Projet V.I.T.R.I.O.L, les formes de l’invisible (2026-2027)

Visita Interiora Terrae Rectificando Invenies Occultum Lapidem (Visite l’intérieur de la terre et en cherchant tu trouveras la pierre)

Le projet de recherche pluridisciplinaire et inter-établissements ainsi que sa finalité, l’exposition intitulée « V.I.T.R.I.O. L, les formes de l’invisible » articulent art, archéologie et sciences des matériaux autour de la mémoire comme processus vivant.

 De l’époque médiévale à aujourd’hui, il interroge la manière dont les objets archéologiques, en particulier la céramique, traversent le temps, changent de statut, conservent et transmettent les traces des usages, des gestes et des savoirs pour participer encore à la construction des récits historiques contemporains.

Le projet et l’exposition se développent et s’inscrivent dans la continuité de la résidence art-science « Unitas Multiplex » au laboratoire CRISMAT (ENSICAEN, UNICAEN, CNRS) et labellisée pour le Millénaire de la ville de Caen. Du point de vue scientifique, cette résidence était axée sur la cristallisation en céramique (utilisation de grès du Molay-Littry) et sur l’utilisation de déchets industriels (boues de lavage) et naturels (coquilles de crustacés et mollusques) dans l’émail afin de répondre aux problématiques environnementales actuelles. Les caractérisations des substrats par diffraction des rayons X et spectrométrie de fluorescence X ont été pertinentes pour détecter les éléments chimiques et les phases des composés présents dans l’émail. Il a ainsi été possible d’optimiser les courbes de cuisson. Ces techniques ont d’ailleurs par le passé permis de connaître la provenance de boucles dorées de ceinturons d’époque médiévale (projet : https://chateigner.ensicaen.fr/pdf/Gialanella_APA113_1101.pdf).

 Les expérimentations autant scientifiques qu’artistiques ont abouti à une exposition art–science « Mémoires cristallisées » à Caen en novembre 2025, dans l’église du Vieux-Sauveur.

A partir de février 2026, une corésidence de recherche se développe entre l’artiste, le CRISMAT (ENSICAEN, UNICAEN, CNRS) et le CRAHAM (UNICAEN, CNRS), avec le concours de la DRAC Normandie pour l’accès au matériel archéologique. Cette approche favorise un dialogue étroit entre sciences des matériaux, archéologie médiévale et création artistique contemporaine. La résidence artistique et scientifique au laboratoire CRISMAT a aussi permis d’expérimenter la translation de données scientifiques en créations artistiques et de poser les bases méthodologiques de la corésidence actuelle afin de promouvoir le point commun des trois disciplines : rendre visible l’invisible, du macrocosme au microcosme : ce qui a été, ce qui est, ce qui se cache, ce qui peut être.
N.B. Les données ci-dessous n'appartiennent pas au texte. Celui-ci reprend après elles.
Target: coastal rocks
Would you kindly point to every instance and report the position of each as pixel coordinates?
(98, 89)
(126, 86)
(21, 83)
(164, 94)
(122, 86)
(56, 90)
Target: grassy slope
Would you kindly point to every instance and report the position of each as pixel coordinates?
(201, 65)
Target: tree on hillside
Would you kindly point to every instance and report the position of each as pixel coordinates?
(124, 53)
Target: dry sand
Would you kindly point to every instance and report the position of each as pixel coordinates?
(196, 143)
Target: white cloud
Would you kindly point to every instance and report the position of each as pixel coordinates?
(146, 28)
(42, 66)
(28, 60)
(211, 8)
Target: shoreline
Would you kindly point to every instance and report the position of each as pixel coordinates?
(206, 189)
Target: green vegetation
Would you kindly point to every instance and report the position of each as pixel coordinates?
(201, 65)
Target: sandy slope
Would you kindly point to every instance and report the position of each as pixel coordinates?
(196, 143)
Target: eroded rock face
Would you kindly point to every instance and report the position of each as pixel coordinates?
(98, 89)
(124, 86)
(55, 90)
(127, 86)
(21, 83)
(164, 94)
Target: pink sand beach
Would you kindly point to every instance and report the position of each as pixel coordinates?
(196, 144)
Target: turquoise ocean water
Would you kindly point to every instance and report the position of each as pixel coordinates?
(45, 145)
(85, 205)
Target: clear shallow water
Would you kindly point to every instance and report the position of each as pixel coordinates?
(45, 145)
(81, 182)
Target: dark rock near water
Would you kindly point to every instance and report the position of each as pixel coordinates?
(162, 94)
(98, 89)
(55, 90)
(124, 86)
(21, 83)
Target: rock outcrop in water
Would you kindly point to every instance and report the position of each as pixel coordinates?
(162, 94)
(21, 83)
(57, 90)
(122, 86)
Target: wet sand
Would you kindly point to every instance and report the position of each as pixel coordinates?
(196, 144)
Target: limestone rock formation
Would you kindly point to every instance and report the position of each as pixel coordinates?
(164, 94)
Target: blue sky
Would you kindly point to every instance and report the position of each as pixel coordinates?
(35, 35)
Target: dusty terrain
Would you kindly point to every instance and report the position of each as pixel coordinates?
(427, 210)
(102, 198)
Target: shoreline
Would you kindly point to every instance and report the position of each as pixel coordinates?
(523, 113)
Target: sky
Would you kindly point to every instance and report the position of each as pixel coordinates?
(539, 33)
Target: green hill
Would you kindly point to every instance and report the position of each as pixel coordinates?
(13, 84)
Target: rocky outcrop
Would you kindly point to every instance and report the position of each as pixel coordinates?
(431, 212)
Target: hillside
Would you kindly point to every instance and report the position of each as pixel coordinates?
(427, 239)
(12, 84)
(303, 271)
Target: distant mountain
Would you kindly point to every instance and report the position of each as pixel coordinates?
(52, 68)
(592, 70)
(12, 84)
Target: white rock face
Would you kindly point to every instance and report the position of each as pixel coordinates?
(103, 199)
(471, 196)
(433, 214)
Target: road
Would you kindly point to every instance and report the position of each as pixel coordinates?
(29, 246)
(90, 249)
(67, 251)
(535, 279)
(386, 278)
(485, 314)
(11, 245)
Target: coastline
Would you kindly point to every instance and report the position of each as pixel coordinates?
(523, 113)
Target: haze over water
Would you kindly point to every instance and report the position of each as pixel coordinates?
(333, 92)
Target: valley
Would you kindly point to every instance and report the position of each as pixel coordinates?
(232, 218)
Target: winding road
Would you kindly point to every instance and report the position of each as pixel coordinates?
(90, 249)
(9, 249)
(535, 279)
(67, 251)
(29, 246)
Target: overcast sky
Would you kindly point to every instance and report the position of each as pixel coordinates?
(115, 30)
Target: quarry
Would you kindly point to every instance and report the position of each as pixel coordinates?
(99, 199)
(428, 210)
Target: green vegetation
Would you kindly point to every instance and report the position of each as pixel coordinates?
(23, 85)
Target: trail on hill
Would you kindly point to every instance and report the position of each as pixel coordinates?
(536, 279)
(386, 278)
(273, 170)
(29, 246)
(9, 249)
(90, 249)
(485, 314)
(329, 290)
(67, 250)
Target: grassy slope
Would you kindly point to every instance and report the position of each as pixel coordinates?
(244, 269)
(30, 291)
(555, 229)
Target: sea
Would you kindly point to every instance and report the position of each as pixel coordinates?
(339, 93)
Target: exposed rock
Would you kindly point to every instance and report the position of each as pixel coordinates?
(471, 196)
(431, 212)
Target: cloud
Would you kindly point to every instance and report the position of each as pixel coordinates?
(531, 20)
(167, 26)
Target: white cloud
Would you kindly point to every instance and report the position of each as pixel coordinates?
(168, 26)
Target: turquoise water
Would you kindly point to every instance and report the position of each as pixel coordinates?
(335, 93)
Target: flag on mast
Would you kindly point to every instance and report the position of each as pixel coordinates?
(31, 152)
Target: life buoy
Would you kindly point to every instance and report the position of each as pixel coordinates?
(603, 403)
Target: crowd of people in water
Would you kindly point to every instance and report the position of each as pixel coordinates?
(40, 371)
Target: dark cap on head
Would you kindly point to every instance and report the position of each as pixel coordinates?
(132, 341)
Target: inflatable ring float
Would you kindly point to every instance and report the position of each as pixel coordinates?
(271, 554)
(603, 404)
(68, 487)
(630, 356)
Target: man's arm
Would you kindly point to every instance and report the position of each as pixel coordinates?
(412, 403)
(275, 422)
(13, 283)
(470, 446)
A gauche: pichet à pastilles découvert Place des Quatrans, Caen. Crédit photographique: avec l’aimable autorisation de S. Dervin et M. Leclerc INRAP, CRAHAM / A droite: essais de cristallisation sur des tessons en grès, datés du 11ième siècle et provenant du Molay-Littry

À travers la locution latine V.I.T.R.I.O.L, le projet propose une méthode de lecture et de création : descendre dans la matière, analyser ses transformations, puis en faire émerger des formes contemporaines. L’exposition finale rend visible ce processus de métamorphose, reliant le XIᵉ siècle de Guillaume le Conquérant au présent.
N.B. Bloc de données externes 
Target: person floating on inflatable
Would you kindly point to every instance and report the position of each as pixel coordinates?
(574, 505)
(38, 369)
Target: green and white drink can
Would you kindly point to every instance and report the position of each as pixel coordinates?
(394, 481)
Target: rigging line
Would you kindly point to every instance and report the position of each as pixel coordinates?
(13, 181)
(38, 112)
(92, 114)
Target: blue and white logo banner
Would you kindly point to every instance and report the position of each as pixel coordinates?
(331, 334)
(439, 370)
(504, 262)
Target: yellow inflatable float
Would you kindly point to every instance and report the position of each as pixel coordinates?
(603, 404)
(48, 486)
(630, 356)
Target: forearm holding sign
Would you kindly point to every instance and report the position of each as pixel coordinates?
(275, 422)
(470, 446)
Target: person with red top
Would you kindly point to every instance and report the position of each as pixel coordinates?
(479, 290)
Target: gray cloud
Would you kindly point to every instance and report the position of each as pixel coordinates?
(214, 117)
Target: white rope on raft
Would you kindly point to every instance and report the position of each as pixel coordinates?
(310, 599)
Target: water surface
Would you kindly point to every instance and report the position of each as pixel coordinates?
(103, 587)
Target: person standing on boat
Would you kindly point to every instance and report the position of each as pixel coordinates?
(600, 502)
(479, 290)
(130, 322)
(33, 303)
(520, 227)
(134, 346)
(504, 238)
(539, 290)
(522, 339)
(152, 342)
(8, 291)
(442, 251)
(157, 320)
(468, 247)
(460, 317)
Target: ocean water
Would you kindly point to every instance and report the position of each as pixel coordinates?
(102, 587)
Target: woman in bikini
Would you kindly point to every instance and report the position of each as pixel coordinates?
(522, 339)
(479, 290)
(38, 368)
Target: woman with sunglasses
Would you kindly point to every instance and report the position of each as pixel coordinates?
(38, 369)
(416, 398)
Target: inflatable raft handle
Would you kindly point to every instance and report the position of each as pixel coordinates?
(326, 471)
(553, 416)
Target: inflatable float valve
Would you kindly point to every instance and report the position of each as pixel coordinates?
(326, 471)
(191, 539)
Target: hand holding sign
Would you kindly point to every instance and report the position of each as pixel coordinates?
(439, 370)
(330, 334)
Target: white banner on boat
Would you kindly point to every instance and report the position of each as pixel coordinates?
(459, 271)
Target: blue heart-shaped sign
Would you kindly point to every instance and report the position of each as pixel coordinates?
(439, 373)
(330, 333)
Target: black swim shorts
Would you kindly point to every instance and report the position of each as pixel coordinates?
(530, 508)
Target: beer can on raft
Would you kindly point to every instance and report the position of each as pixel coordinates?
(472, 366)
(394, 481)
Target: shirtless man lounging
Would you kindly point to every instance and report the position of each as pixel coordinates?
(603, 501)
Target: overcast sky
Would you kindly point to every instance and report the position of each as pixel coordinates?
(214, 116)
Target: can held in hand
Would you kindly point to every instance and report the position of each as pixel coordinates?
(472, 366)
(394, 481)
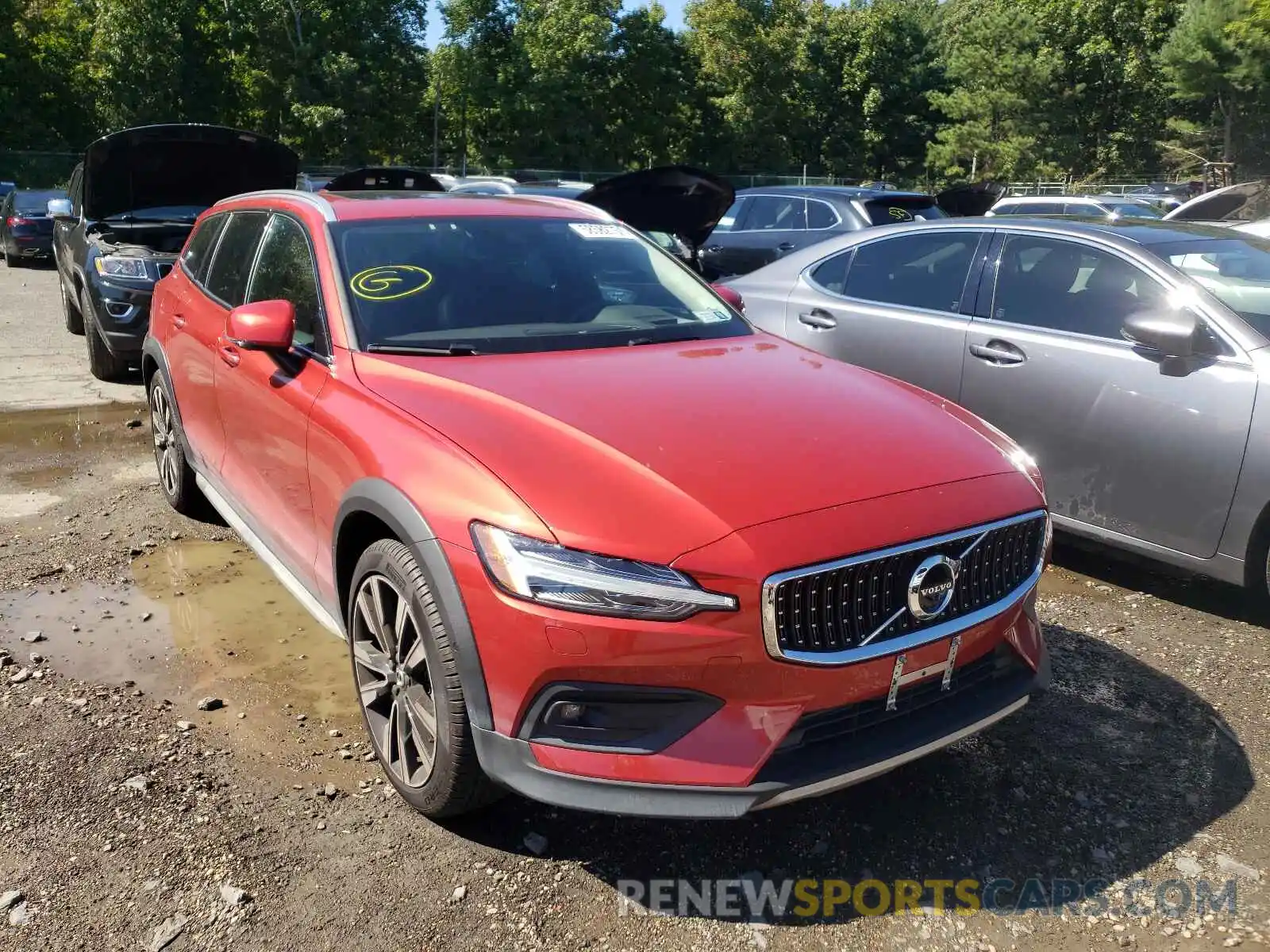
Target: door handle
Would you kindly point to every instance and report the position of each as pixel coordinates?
(229, 352)
(999, 352)
(818, 319)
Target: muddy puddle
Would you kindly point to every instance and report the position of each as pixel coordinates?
(202, 620)
(54, 431)
(44, 451)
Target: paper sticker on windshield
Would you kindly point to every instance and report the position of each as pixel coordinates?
(711, 317)
(387, 282)
(596, 230)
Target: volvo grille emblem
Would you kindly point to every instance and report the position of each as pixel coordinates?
(931, 589)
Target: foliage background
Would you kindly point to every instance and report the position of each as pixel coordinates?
(907, 90)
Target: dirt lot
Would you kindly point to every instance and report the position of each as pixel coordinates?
(125, 810)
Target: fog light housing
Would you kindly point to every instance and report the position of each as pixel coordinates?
(615, 717)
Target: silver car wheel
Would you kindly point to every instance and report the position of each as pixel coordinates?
(391, 662)
(165, 448)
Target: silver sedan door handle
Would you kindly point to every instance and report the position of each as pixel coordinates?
(999, 352)
(818, 319)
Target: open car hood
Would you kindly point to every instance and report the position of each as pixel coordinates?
(677, 200)
(376, 178)
(1248, 201)
(969, 200)
(152, 167)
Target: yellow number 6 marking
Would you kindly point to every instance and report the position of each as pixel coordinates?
(387, 282)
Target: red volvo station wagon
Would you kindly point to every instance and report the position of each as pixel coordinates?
(590, 535)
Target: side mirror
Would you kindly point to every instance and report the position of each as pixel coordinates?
(1172, 334)
(730, 295)
(262, 325)
(60, 209)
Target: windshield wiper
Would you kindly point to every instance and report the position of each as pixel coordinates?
(638, 342)
(145, 220)
(408, 349)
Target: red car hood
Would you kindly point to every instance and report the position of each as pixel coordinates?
(648, 452)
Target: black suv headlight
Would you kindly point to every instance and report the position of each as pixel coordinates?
(122, 267)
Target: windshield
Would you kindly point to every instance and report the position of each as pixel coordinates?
(895, 209)
(1130, 209)
(35, 202)
(1236, 271)
(167, 213)
(507, 285)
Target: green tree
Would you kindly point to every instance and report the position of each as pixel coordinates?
(1217, 63)
(999, 74)
(746, 50)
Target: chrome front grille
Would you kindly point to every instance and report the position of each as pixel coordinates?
(859, 607)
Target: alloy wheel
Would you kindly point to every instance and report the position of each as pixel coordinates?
(165, 440)
(391, 662)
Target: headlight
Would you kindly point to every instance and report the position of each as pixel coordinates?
(581, 582)
(122, 267)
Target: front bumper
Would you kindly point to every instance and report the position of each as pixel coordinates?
(778, 730)
(32, 245)
(808, 770)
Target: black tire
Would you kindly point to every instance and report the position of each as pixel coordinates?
(397, 683)
(70, 310)
(101, 362)
(175, 475)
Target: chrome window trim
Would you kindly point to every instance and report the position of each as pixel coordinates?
(806, 274)
(768, 232)
(912, 640)
(304, 349)
(310, 198)
(837, 219)
(926, 228)
(1149, 263)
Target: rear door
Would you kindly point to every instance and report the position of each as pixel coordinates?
(899, 305)
(1127, 443)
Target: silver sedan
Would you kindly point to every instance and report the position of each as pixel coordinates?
(1128, 359)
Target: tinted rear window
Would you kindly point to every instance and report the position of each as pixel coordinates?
(36, 202)
(888, 211)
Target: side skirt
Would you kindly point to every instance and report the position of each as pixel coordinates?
(289, 579)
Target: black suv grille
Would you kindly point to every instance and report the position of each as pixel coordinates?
(838, 608)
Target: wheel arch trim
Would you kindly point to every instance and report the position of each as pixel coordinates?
(391, 505)
(152, 351)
Ces deux résidences, ainsi que l’exposition, sont étroitement liées à l’étude de la céramique archéologique et aux fouilles archéologiques, en résonance directe avec le principe alchimique de V.I.T.R.I.O.L. La céramique, issue de la terre, transformée par l’action de l’eau, de l’air, du feu et traversée par le temps, devient ici un matériau privilégié pour « visiter l’intérieur » des strates archéologiques et scientifiques.

Par l’analyse des pâtes, des cuissons, des altérations et des contextes de fouille, puis leur réactualisation artistique, le projet engage un processus de transformation : descendre dans la matière, la rectifier par le regard scientifique et artistique, et faire émerger ce qu’elle contient de mémoire, de gestes et de récits enfouis. La céramique est ainsi abordée comme une archive active, où la métamorphose matérielle révèle les strates historiques et symboliques inscrites dans la matière.

La complémentarité entre institution patrimoniale (DRAC: mise à disposition et accompagnement scientifique autour du matériel archéologique, accès aux réserves, expertise patrimoniale et cadre réglementaire garantissant l’éthique de conservation et de valorisation des objets), recherche en sciences humaines et sciences des matériaux (CRAHAM-CRISMAT: analyses innovantes des matériaux (microstructures, altérations, transformations physico-chimiques, imagerie et données scientifiques permettant de révéler les processus invisibles du temps long, apport des connaissances en archéologie médiévale normande, contextualisation historique des objets et étude de leurs transformations, usages et réemplois jusqu’à l’époque contemporaine) constitue le cœur innovant du projet, en articulant conservation, recherche et création contemporaine.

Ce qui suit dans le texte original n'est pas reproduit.